93 total views, no views today
Despite the sustained increase in global wealth over the past two decades, inequality persists as per capita wealth declined or stagnated in most low-income countries across various income brackets.
Economic disparity is a global reality. According to United Kingdom-based Oxfam International, the 26 richest people on earth in 2018 had the same net worth as the poorest half of the world’s population, some 3.8 billion.
The issue is prevalent in low-income and emerging economy like Nigeria where less than 8 percent of the populace, the few rich, controls the bulk of the country’s resources.
Economic inequality in Nigeria has reached extreme level despite the country’s abundant human capital that could lift millions out of poverty.

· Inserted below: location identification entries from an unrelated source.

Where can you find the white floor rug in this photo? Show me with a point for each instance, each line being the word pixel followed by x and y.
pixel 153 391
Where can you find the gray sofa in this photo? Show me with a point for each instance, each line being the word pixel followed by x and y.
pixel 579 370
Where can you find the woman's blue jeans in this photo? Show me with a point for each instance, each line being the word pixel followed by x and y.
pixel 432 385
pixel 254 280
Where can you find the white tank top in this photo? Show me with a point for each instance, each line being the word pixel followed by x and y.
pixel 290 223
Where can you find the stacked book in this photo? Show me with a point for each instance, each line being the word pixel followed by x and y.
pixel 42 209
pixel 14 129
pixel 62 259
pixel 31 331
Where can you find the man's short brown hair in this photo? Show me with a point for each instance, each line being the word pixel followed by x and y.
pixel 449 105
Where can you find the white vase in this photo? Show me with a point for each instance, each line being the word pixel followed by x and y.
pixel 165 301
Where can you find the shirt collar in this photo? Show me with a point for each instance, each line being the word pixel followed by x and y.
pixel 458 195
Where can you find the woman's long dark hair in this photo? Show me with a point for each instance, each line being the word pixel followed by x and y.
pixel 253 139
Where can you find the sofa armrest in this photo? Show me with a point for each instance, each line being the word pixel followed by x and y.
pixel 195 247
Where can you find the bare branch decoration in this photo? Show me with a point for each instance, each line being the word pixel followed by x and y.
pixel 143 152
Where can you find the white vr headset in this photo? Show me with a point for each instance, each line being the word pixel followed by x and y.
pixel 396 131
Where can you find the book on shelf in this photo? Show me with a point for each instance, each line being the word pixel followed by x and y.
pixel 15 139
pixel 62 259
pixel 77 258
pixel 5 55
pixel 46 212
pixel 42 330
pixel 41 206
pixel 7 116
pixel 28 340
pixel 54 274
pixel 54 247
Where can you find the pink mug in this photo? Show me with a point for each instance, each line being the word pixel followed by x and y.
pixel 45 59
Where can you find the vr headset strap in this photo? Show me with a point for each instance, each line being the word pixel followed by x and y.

Last year, Nigeria ranked 157 out of 157 nations, in Oxfam Reducing Inequality Index, reflecting government’s weak commitment to reduce the gap between the rich and poor.
The country’s unemployment figure of 23.1 percent is the 10th highest in the world, according to Abuja-based National Bureau of Statistics (NBS). Sadly, youth unemployment rate (15-34 years) of 29.72 percent outpaces the general unemployment figure, an indication that unemployed individuals in Nigeria comprise mostly the youth.
In a bid to ascertain the causes and proffer solutions to high-income inequality and mass unemployment in low-income and emerging economies, the Washington-based International Monetary Fund (IMF) conducted a research across 71 low-income countries and discovered that the solution to inequality lies in youth employment.
“We look at the impact of good and bad economic times on inequality through unemployment, access to finance and government spending. We found that in low-income and emerging market countries, unemployment, especially among young people, is an important driver of inequality,” said analysts at IMF in their policy document.